I want to save an extra $100 per month, should I contribute to my 403(b) or an IRA?
This is an excellent and common question. First, let’s clarify that a 403(b) is similar to a 401(k) except that they’re typically for non-profit or government workers. They allow the employee to save before tax dollars that will grow tax free until they are withdrawn after age 59 1/2. They are also unlikely to have a matching component since the employee may also have a pension.

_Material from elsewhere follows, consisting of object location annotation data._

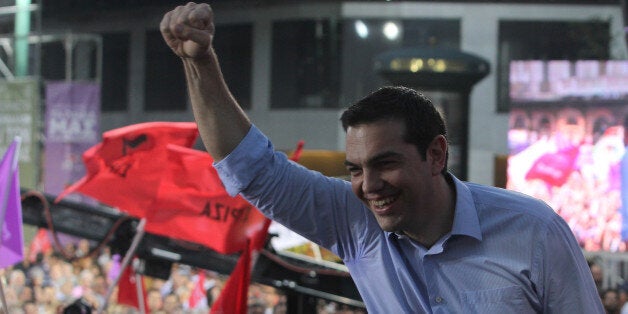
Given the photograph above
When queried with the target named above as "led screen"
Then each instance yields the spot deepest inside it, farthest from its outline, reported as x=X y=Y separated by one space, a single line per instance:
x=566 y=142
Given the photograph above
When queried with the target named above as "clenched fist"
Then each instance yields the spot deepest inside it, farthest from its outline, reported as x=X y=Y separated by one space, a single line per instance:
x=188 y=30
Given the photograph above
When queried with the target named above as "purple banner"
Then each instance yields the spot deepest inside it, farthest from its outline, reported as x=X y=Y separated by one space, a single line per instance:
x=72 y=126
x=11 y=235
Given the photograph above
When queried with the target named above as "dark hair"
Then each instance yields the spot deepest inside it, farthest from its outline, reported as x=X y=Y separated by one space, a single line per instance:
x=421 y=119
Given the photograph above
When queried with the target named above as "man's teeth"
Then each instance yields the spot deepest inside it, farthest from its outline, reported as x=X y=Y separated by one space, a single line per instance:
x=383 y=202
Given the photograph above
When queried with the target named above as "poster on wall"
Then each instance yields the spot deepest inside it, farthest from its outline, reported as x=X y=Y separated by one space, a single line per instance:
x=567 y=146
x=19 y=116
x=72 y=125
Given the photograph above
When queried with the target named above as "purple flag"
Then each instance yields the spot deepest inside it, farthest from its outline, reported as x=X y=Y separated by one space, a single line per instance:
x=11 y=235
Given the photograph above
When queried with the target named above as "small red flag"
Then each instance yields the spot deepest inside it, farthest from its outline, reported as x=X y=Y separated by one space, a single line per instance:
x=40 y=244
x=233 y=298
x=198 y=293
x=127 y=289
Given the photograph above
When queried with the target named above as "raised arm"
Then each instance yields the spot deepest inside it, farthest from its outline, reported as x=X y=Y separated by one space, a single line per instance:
x=189 y=30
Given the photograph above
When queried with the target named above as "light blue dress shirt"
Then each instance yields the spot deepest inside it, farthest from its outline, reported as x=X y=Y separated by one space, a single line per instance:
x=506 y=252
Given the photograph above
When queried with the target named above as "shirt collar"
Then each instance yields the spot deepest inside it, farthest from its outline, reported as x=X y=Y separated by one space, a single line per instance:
x=466 y=220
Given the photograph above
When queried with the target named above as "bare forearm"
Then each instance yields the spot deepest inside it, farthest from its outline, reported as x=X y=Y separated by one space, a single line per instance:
x=221 y=122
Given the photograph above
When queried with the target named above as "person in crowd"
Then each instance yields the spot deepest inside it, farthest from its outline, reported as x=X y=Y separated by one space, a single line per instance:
x=622 y=290
x=610 y=299
x=414 y=238
x=597 y=272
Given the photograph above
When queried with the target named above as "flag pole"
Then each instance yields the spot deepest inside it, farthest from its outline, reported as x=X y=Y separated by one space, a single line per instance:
x=139 y=234
x=139 y=285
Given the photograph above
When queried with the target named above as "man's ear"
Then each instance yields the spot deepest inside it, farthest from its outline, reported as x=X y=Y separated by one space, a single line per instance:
x=437 y=154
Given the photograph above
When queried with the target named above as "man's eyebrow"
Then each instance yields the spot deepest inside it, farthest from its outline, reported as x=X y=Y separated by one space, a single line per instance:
x=374 y=159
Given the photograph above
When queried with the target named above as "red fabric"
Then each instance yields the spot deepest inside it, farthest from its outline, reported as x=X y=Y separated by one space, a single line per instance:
x=198 y=293
x=40 y=244
x=296 y=155
x=150 y=171
x=127 y=289
x=234 y=296
x=117 y=171
x=554 y=168
x=192 y=205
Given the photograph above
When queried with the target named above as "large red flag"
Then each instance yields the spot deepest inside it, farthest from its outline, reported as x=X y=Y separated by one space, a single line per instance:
x=117 y=172
x=191 y=204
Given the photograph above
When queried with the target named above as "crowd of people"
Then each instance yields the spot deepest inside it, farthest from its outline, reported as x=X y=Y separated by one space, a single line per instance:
x=52 y=283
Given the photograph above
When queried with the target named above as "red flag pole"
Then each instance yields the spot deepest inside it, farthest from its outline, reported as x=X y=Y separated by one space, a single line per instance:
x=139 y=284
x=125 y=261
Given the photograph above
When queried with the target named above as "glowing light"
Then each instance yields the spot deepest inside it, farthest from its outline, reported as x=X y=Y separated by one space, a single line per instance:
x=391 y=30
x=361 y=29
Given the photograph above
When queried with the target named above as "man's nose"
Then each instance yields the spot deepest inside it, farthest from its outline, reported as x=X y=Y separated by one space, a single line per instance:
x=371 y=182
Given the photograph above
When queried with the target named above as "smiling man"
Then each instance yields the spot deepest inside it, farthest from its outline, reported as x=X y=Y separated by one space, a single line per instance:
x=414 y=238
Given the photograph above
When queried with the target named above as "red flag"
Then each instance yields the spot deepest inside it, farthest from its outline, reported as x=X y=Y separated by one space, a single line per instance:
x=198 y=293
x=234 y=296
x=117 y=173
x=127 y=289
x=554 y=168
x=40 y=244
x=192 y=205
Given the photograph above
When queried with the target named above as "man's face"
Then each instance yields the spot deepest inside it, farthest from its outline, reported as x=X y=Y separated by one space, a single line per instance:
x=389 y=175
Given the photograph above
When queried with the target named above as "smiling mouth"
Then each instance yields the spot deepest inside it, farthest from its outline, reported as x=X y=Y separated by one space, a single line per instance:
x=382 y=203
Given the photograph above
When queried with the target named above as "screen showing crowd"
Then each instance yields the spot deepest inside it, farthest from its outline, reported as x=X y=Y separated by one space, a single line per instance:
x=566 y=141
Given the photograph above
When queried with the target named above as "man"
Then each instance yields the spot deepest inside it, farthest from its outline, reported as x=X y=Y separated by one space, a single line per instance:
x=414 y=238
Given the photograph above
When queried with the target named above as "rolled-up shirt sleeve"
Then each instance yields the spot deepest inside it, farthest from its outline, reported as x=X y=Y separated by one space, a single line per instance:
x=238 y=169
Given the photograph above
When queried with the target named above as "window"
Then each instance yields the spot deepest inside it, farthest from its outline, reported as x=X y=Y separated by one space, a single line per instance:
x=235 y=50
x=164 y=87
x=364 y=39
x=115 y=71
x=538 y=40
x=305 y=68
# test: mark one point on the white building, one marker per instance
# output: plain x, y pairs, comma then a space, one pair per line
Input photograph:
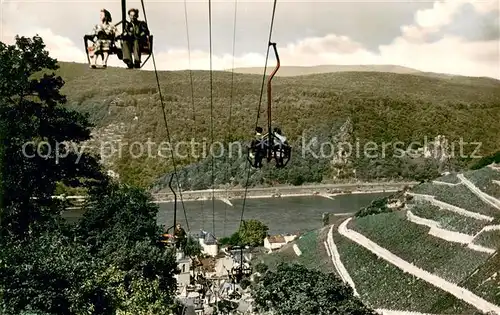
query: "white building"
208, 244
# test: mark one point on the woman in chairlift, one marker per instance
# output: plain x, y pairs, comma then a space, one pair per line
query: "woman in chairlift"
105, 33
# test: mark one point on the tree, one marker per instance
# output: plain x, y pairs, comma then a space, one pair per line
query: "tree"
253, 232
39, 137
193, 247
112, 261
295, 290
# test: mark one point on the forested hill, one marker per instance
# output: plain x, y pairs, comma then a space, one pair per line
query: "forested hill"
345, 106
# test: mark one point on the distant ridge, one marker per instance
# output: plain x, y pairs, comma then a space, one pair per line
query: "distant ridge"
288, 71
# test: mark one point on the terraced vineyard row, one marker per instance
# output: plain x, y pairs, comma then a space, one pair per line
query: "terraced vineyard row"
412, 243
311, 249
483, 179
489, 239
450, 178
449, 220
459, 196
383, 285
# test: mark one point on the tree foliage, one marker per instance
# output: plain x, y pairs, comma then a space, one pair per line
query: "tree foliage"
253, 232
295, 290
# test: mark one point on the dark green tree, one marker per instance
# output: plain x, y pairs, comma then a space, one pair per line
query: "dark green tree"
295, 290
38, 137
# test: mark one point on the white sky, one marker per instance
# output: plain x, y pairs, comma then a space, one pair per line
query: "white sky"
457, 37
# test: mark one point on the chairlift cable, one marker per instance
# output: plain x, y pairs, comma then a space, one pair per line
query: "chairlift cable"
258, 110
165, 121
211, 112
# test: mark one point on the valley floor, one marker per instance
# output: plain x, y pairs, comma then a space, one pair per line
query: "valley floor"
325, 190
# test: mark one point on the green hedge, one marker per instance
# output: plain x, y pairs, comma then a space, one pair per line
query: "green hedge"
449, 220
459, 196
383, 285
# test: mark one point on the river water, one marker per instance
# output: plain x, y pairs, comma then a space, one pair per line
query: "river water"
281, 215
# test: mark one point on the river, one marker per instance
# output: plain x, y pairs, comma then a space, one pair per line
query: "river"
281, 215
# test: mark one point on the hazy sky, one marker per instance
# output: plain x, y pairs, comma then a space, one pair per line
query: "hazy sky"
458, 37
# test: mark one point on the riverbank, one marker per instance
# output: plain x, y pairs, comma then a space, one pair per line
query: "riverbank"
325, 190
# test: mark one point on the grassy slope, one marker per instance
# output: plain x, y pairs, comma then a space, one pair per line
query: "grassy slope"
298, 71
377, 103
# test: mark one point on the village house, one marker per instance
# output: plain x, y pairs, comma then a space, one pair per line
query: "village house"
275, 242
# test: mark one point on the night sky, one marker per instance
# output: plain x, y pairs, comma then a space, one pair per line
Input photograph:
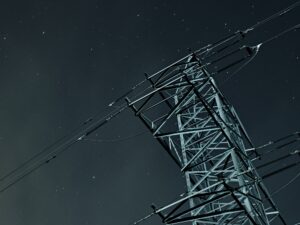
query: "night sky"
63, 61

For the sake of answering this question, we’ll assume you have a pension and there’s no match on the 403(b). There are different types of IRAs, so if you don’t earn too much to disqualify you for a Roth IRA (your Modified Adjusted Gross Income is less than $139,000), that would be your best option for an IRA.
So which is better?
To start, if you have a pension and you’re looking to save more beyond that, you’ve made a very smart decision. Saving beyond your pension is the key to a secure retirement. Both options are good and will provide you with tax-deferred growth but I recommend the Roth IRA. The Roth IRA is funded with after tax dollars which means the money will be tax-free when withdrawn after age 59 1/2. This is significant because your pension will likely be taxed (though it varies at the state level) and having money in the Roth IRA will give you levers to pull to keep your retirement income under certain tax thresholds. There are also more investment options available with an IRA.
Go big
The maximum annual contribution for a Roth IRA is $6,000, or $7,000 if you’re over 50. So if you’re able to increase your contribution beyond $100 per month, there’s room to do so while still using the Roth. If you reach the Roth limit, then anything you can save above and beyond that amount can go into the 403(b). The only thing better than having a pension and a Roth IRA is to have a pension, Roth and 403(b)!